10. A method as claimed in claim 2, wherein the transmission beam of the base station causing the least interference is selected and the selection decision is made in the subscriber terminal.

11. A radio system comprising at least one subscriber terminal and at least one base station comprising an antenna by means of which the base station transmits signals to the subscriber terminal, wherein

the subscriber terminal comprises a measuring means which determines the quality of signals received by the subscriber terminal by comparing the received signals with at least one signal quality threshold level,

the subscriber terminal sends to the base station, which transmitted a signal that exceeded the threshold, information on the antennas by which the signal that exceeded the threshold were transmitted, or information on transmission directions from which the signal that exceeded the threshold were received,

the base station comprises a means which selects from transmission directions of the signal, which exceeded the threshold, a transmission direction or directions in which the base station continues to transmit the signal.

12. A radio system comprising at least one subscriber terminal and at least one base station comprising an antenna by means of which the base station transmits signals to the subscriber terminal, wherein

the subscriber terminal comprises a measuring means which determines the quality of signals received by the subscriber terminal by comparing the received signals with at least one signal quality threshold level, and

when only one signal exceeds the threshold, the subscriber terminal sends to the base station, which transmitted the signal that exceeded the threshold, a command to use, when transmitting a signal to said subscriber terminal, a transmission direction in which the signal that exceeded the threshold was transmitted.
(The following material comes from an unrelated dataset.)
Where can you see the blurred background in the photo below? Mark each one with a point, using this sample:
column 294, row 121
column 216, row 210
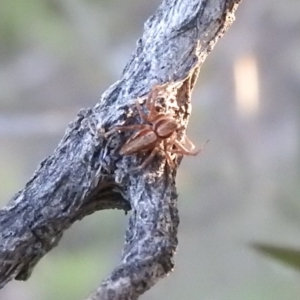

13. A radio system as claimed in claim 11, wherein when the quality of several signals is within acceptable levels, the subscriber terminal sends to the base station information, on the basis of which the base station can decide which antenna or direction the base station will use to continue transmitting the signal.

14. (canceled)

15. (canceled)

16. A radio system as claimed in claim 11, wherein if the quality of a signal received by the subscriber terminal is below a lowest acceptable quality level, the subscriber terminal sends information on the quality of that signal to the base station which, after receiving the information, stops transmitting that signal with the antenna by which the signal that was below the threshold was transmitted.

17. A radio system as claimed in claim 11, wherein the base station transmits signals to the subscriber terminal by means of beams, and a final decision on the transmission antenna, transmission direction or beam to be used in the base station is made in the base station.

18. A radio system as claimed in claim 12, wherein the base station transmits signals to the subscriber terminal by means of beams, and a final decision on the transmission antenna, transmission direction or beam to be used in the base station (is made in the subscriber terminal.

19. A radio system as claimed in claim 11, wherein the base station comprises a means which selects as the transmission beam of the base station the transmission beam causing the least interference.

20. A radio system as claimed in claim 12, wherein the subscriber terminal comprises a means which selects as the transmission beam of the base station the transmission beam causing the least interference.

21. A base station, comprising:

means for receiving information on transmission directions from which a signal that exceeded at least one signal quality threshold were received,

means for selecting from the transmission directions of the signal that exceeded the at least one signal quality threshold, a transmission direction or directions in which to continue to transmit the signal.

22. Abase station, comprising:

a receiver configured to receive information on transmission directions from which a signal that exceeds at least one signal quality threshold is received,

a controller configured to select from the transmission directions of the signal that exceeds the at least one signal quality threshold, a transmission direction or directions in which to continue to transmit the signal.